17 mai 2023
S'adapter ou non aux inondations, une question de croyances
Les inondations augmentent en fréquence et en sévérité. Une équipe multidisciplinaire de l'Université Laval a donc étudié les croyances sous-jacentes à l'adoption de comportements d'adaptation à ces catastrophes naturelles.
Avec les inondations qui augmentent en fréquence et en sévérité, une équipe multidisciplinaire de l'Université Laval a étudié les croyances sous-jacentes à l'adoption de comportements d'adaptation individuelle à ces catastrophes naturelles. Les résultats de l'étude peuvent ainsi contribuer à élaborer des messages efficaces destinés à la population.
L'équipe s'est intéressée aux motivations et aux barrières qui favorisent ou freinent les citoyennes et citoyens dans leur adaptation, en collaboration avec l'Institut national de santé publique du Québec (INSPQ). Parmi les comportements d'adaptation étudiés, on retrouve la surélévation des fondations, le remplacement d'un revêtement comme du tapis par de la céramique, ou l'installation d'un clapet antiretour.
«Il faut développer des messages pour changer les croyances des gens, mais c'est difficile. Même si les gens savent que ne rien faire peut être négatif, ils ne passent pas de l'intention à l'action», souligne Pierre Valois, professeur à la Faculté des sciences de l'éducation et directeur de l'Observatoire québécois de l'adaptation aux changements climatiques, qui a dirigé l'étude.
Des messages bâtis selon les croyances
Les interventions de santé publique seraient plus efficaces si elles étaient conçues pour renforcer les croyances positives et contrer les croyances négatives. Trois types de croyances peuvent motiver les individus à s'adapter et à se préparer aux inondations.
Le premier type concerne les croyances comportementales qui pèsent les avantages et les inconvénients à se protéger. «Est-ce que ça peut conserver la valeur de ma maison?

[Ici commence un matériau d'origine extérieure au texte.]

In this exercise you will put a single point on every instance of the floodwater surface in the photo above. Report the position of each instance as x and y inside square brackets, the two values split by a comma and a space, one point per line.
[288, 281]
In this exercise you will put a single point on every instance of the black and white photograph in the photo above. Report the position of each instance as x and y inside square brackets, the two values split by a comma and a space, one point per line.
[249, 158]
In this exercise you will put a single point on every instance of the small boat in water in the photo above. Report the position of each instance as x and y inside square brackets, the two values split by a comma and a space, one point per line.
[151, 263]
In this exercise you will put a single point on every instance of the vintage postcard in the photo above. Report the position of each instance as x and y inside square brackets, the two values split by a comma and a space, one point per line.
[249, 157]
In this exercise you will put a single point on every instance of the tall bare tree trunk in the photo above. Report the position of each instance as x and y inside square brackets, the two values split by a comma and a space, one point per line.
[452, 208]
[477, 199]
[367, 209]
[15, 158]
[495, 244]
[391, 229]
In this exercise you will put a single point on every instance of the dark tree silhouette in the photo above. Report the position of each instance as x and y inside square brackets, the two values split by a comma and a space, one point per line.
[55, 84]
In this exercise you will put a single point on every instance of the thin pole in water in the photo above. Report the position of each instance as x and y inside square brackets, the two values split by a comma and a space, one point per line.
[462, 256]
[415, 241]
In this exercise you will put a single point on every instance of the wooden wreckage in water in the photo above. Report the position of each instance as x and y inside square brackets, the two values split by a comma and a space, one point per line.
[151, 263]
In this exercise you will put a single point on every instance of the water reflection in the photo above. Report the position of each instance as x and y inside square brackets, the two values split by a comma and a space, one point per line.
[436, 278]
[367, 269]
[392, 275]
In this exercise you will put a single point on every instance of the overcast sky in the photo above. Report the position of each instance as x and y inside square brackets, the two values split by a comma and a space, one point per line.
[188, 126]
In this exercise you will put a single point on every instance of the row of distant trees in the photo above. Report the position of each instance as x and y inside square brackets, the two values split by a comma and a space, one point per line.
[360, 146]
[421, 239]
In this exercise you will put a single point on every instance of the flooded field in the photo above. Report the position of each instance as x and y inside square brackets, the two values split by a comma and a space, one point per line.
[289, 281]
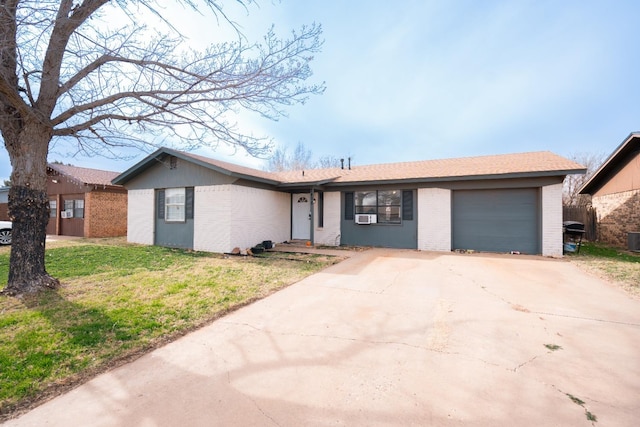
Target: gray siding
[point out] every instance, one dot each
(172, 234)
(497, 220)
(185, 174)
(404, 235)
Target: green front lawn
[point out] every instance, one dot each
(611, 263)
(118, 301)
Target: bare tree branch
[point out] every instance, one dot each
(68, 78)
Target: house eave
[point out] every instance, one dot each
(428, 180)
(148, 161)
(603, 174)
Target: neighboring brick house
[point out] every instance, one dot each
(85, 203)
(615, 192)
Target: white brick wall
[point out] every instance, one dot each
(434, 219)
(329, 234)
(552, 220)
(258, 215)
(212, 218)
(140, 216)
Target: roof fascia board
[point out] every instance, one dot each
(593, 184)
(66, 175)
(459, 178)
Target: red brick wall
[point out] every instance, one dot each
(105, 214)
(618, 214)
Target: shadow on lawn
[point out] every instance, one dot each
(84, 327)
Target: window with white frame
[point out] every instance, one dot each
(53, 208)
(78, 208)
(174, 205)
(385, 204)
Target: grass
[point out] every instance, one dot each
(611, 263)
(118, 301)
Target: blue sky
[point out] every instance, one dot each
(416, 80)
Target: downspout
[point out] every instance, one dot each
(312, 219)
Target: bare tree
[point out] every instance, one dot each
(300, 159)
(66, 76)
(282, 160)
(331, 162)
(573, 183)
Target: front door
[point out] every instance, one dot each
(300, 220)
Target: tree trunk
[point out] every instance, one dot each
(29, 210)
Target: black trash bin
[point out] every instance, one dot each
(572, 233)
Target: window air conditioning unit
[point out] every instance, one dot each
(365, 219)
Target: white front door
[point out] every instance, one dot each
(300, 217)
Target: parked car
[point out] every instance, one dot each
(5, 232)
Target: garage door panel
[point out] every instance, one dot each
(496, 220)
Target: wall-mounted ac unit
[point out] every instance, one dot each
(366, 219)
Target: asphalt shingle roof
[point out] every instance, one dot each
(504, 164)
(85, 175)
(541, 163)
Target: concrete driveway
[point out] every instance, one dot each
(391, 337)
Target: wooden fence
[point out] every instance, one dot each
(586, 215)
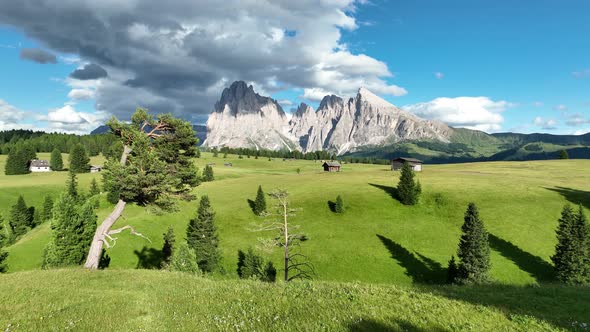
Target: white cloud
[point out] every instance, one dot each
(81, 94)
(547, 124)
(479, 113)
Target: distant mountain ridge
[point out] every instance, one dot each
(244, 119)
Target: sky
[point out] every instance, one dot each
(497, 66)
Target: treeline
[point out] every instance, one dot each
(38, 141)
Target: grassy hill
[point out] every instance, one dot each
(162, 301)
(376, 240)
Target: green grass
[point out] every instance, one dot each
(163, 301)
(376, 240)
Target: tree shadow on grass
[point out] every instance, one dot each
(421, 269)
(149, 258)
(371, 325)
(534, 265)
(574, 196)
(332, 206)
(391, 191)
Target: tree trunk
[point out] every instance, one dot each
(95, 251)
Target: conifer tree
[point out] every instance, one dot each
(572, 257)
(79, 161)
(208, 174)
(201, 236)
(408, 190)
(73, 226)
(184, 260)
(339, 206)
(260, 202)
(168, 247)
(56, 162)
(21, 217)
(474, 249)
(94, 189)
(17, 162)
(47, 212)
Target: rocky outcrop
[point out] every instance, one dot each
(243, 118)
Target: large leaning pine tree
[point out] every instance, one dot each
(474, 249)
(155, 168)
(201, 236)
(56, 162)
(408, 190)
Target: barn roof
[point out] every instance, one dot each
(332, 164)
(39, 163)
(410, 160)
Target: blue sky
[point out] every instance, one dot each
(491, 65)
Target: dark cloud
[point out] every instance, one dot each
(37, 55)
(177, 56)
(89, 72)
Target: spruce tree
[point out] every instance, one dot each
(572, 251)
(17, 162)
(260, 202)
(339, 206)
(73, 226)
(168, 247)
(408, 190)
(184, 260)
(201, 236)
(94, 189)
(208, 174)
(46, 214)
(474, 249)
(56, 162)
(79, 161)
(21, 217)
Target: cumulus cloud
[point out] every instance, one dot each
(546, 124)
(90, 71)
(479, 113)
(37, 55)
(176, 56)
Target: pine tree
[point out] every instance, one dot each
(56, 162)
(184, 260)
(474, 249)
(260, 202)
(168, 247)
(208, 174)
(408, 190)
(21, 217)
(452, 271)
(201, 236)
(94, 189)
(563, 154)
(79, 161)
(73, 226)
(339, 206)
(17, 162)
(572, 251)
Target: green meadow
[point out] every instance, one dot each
(388, 257)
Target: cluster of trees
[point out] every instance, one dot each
(572, 251)
(408, 190)
(39, 141)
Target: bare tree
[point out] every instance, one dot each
(296, 263)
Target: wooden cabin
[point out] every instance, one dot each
(331, 166)
(397, 163)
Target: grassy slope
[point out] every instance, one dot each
(159, 301)
(377, 239)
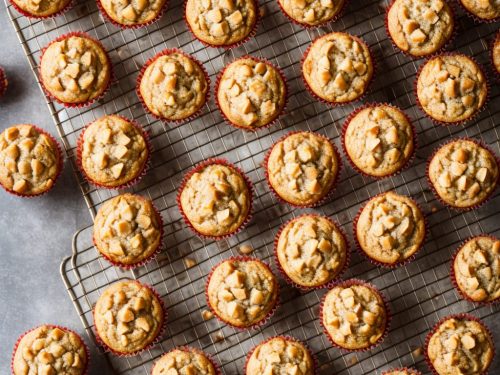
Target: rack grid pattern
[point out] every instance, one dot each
(419, 293)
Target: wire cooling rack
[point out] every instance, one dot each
(420, 293)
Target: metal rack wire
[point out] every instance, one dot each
(420, 293)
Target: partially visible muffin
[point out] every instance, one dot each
(311, 250)
(488, 10)
(215, 199)
(221, 23)
(30, 160)
(390, 228)
(280, 355)
(184, 361)
(338, 67)
(354, 315)
(113, 151)
(312, 12)
(49, 349)
(476, 269)
(379, 140)
(302, 168)
(242, 292)
(460, 345)
(251, 93)
(75, 69)
(463, 174)
(128, 317)
(127, 229)
(420, 27)
(451, 88)
(173, 86)
(134, 13)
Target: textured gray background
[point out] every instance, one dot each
(35, 234)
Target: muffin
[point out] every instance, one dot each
(128, 317)
(420, 27)
(30, 160)
(459, 345)
(476, 269)
(41, 9)
(486, 10)
(184, 361)
(50, 349)
(251, 93)
(311, 251)
(312, 12)
(302, 168)
(338, 67)
(133, 14)
(75, 69)
(354, 315)
(112, 151)
(221, 23)
(462, 173)
(127, 229)
(242, 292)
(215, 199)
(173, 86)
(451, 88)
(378, 140)
(390, 229)
(280, 355)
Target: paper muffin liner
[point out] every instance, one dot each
(128, 184)
(346, 124)
(190, 349)
(328, 284)
(375, 262)
(86, 348)
(58, 151)
(165, 52)
(446, 45)
(3, 82)
(327, 196)
(278, 116)
(434, 191)
(198, 167)
(89, 102)
(27, 14)
(146, 260)
(409, 370)
(108, 18)
(388, 314)
(461, 316)
(155, 341)
(459, 122)
(453, 277)
(287, 338)
(335, 18)
(474, 17)
(250, 35)
(267, 317)
(368, 84)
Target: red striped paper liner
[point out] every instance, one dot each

Est-ce que ça va m'aider à garder ma santé physique et mentale? Ce type de bénéfices était associé à une attitude positive face à l'adaptation», explique Johann Jacob, professionnel de recherche à la Faculté des sciences de l'éducation, premier auteur de l'article.
Les croyances normatives, elles, se basent sur les perceptions d'un individu face à ce que des référents importants, comme la famille, les voisins ou les gens qui ont vécu des inondations, pensent qu'il devrait faire pour se protéger. «Des messages de sensibilisation du public présentant des témoignages de personnes qui sont passés par ce type de catastrophe, ou des interventions de voisins, de membres de la famille et d'amis pourraient favoriser l'adaptation», rapporte Johann Jacob.
Un soutien social faisait également partie des éléments motivateurs. «L'idée d'avoir une communauté ou des intervenants qui accompagne les individus dans leur adaptation pourrait être une bonne piste», ajoute-t-il.
Le troisième type de croyances est lié aux barrières. Celles-ci regroupent autant des contraintes monétaires, physiques, ou réglementaires. Pour Johann Jacob, un constat particulièrement intéressant est ressorti de cette croyance: l'argent n'était pas le principal facteur.
«Les efforts et la complexité de l'adaptation jouaient un rôle important dans l'adoption ou non d'un comportement. Dans les messages, c'est donc important de rendre moins complexe le fait de s'adapter et de démystifier les actions», précise le professionnel de recherche.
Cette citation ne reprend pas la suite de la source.